Hal itu disampaikan Purbaya dalam Media Briefing di BPPK Purnawarman, Jakarta Selatan, Jumat (24/4). Ia menekankan bahwa tidak ada lagi ruang untuk bersikap santai dalam mengelola kebijakan, terutama yang berkaitan dengan penerimaan negara.
“Artinya kita enggak boleh main-main lagi. Artinya kalau kita nggak ada ruang atau nggak ada luxury untuk bermain-main lagi dengan segala peluang yang kita bisa buat. Kalau pajaknya main-main, hancur kita,” ujar Purbaya.
Ia menambahkan, seluruh program di bawah Kementerian Keuangan akan diawasi secara ketat. Menurutnya, Indonesia tidak boleh kalah bersaing dengan negara lain akibat kelalaian dalam menjalankan program.
“Kalau programnya main-main, kita akan digiling bangsa lain. Jadi kita survival mode. Saya akan menggunakan segala cara yang ada di saya, kekuatan di saya untuk memastikan semua program-program yang dikendalikan, di monitor dengan baik,” tuturnya.
Selain itu, Purbaya juga menyinggung kebijakan percepatan pembangunan yang telah digagas Presiden Prabowo Subianto. Program tersebut nantinya akan dikawal oleh satuan tugas khusus yang bertugas mengidentifikasi berbagai hambatan di lapangan dan mencari solusi agar pelaksanaannya lebih efektif.
Ia menegaskan, praktik inefisiensi tidak boleh lagi terjadi, apalagi jika dilakukan secara sengaja. Upaya perbaikan akan terus dilakukan, termasuk di sektor perpajakan dan kepabeanan.

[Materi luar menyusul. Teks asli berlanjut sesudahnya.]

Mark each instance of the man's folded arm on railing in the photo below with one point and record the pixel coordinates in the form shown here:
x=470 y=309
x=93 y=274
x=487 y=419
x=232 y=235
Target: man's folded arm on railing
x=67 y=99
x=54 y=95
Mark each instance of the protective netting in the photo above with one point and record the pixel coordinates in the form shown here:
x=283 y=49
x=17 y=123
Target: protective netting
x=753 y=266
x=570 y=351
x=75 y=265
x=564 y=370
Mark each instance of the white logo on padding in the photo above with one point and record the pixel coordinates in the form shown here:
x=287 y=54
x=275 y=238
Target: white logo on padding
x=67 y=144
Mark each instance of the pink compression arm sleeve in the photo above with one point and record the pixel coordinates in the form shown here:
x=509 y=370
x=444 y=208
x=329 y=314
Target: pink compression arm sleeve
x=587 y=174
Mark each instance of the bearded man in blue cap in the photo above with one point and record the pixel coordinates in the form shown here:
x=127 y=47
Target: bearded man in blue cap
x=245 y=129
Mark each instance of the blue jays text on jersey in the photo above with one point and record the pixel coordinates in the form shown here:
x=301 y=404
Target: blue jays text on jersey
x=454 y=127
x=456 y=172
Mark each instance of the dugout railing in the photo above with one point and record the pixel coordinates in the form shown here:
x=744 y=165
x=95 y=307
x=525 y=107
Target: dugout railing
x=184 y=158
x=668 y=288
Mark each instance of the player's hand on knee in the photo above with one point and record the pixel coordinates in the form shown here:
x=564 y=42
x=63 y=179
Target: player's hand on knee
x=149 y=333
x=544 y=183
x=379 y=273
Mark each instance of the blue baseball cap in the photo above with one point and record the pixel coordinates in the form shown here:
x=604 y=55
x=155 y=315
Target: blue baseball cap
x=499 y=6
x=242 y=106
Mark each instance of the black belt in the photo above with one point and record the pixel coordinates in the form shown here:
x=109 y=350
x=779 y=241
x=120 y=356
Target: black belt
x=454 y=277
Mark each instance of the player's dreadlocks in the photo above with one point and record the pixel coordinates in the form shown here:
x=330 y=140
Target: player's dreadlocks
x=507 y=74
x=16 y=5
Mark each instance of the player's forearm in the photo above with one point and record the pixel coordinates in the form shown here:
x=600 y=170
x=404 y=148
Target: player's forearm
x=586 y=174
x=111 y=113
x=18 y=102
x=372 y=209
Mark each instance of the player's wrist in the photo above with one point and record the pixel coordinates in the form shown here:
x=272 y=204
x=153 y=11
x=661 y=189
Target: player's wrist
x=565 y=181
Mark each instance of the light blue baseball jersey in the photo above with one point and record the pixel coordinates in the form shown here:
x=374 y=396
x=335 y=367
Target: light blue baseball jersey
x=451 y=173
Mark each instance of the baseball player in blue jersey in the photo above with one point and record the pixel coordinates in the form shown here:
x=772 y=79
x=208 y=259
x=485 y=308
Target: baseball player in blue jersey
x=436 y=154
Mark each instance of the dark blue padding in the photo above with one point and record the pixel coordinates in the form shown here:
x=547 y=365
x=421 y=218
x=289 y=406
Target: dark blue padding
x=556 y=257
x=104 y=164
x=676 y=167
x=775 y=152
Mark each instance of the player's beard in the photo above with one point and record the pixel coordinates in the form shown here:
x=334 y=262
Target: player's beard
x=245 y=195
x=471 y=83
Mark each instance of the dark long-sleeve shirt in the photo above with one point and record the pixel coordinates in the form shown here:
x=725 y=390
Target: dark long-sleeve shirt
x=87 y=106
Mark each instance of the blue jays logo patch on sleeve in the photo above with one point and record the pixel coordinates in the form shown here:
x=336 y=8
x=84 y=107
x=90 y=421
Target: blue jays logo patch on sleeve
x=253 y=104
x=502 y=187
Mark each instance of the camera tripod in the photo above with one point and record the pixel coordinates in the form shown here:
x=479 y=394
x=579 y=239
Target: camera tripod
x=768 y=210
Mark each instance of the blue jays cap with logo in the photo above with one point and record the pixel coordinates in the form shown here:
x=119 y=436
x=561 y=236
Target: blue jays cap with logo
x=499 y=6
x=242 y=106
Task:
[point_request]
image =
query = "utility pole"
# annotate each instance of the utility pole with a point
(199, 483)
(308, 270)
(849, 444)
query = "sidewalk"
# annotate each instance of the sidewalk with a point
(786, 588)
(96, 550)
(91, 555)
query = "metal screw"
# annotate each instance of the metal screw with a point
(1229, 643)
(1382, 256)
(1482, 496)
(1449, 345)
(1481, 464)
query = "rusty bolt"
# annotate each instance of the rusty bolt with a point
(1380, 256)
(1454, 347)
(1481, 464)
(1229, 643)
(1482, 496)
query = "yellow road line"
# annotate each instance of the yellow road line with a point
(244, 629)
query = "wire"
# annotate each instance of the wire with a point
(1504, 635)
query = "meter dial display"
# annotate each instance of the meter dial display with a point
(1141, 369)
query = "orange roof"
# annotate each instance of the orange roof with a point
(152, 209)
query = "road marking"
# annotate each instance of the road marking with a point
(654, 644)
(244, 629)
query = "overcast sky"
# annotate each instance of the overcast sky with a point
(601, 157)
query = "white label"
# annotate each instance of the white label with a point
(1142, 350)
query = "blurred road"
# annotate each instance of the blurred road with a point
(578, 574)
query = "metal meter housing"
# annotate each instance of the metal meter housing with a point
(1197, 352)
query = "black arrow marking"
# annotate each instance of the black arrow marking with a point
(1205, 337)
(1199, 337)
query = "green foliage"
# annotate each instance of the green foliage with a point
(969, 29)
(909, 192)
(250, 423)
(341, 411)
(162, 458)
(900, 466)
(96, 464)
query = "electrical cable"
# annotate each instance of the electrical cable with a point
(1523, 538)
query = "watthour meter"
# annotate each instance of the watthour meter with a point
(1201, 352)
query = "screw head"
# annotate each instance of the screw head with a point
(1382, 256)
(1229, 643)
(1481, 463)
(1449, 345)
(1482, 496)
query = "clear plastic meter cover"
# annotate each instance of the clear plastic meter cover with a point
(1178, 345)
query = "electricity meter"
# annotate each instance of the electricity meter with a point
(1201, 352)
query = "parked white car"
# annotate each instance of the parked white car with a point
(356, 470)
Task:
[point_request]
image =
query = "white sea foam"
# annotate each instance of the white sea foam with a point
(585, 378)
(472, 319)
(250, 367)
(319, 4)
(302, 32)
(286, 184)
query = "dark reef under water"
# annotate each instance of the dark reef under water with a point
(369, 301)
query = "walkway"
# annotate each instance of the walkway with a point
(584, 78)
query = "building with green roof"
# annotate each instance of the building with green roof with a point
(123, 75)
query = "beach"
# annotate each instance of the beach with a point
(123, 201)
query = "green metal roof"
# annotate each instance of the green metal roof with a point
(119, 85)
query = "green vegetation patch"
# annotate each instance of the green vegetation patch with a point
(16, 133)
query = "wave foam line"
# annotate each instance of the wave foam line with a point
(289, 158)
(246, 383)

“Kita nggak boleh lagi membiarkan ruang-ruang inefficiency terjadi di program lain kita apalagi kalau disengaja. Jadi nanti bea cukai, saya akan meng-apply kan lagi. Pajak akan meng-apply kan lagi,” lanjutnya.
Meski diakui sudah ada kemajuan di kedua sektor tersebut, Purbaya menilai masih ada potensi kebocoran yang harus segera ditutup. Evaluasi dan pembenahan akan terus dilakukan demi memperkuat sistem secara menyeluruh.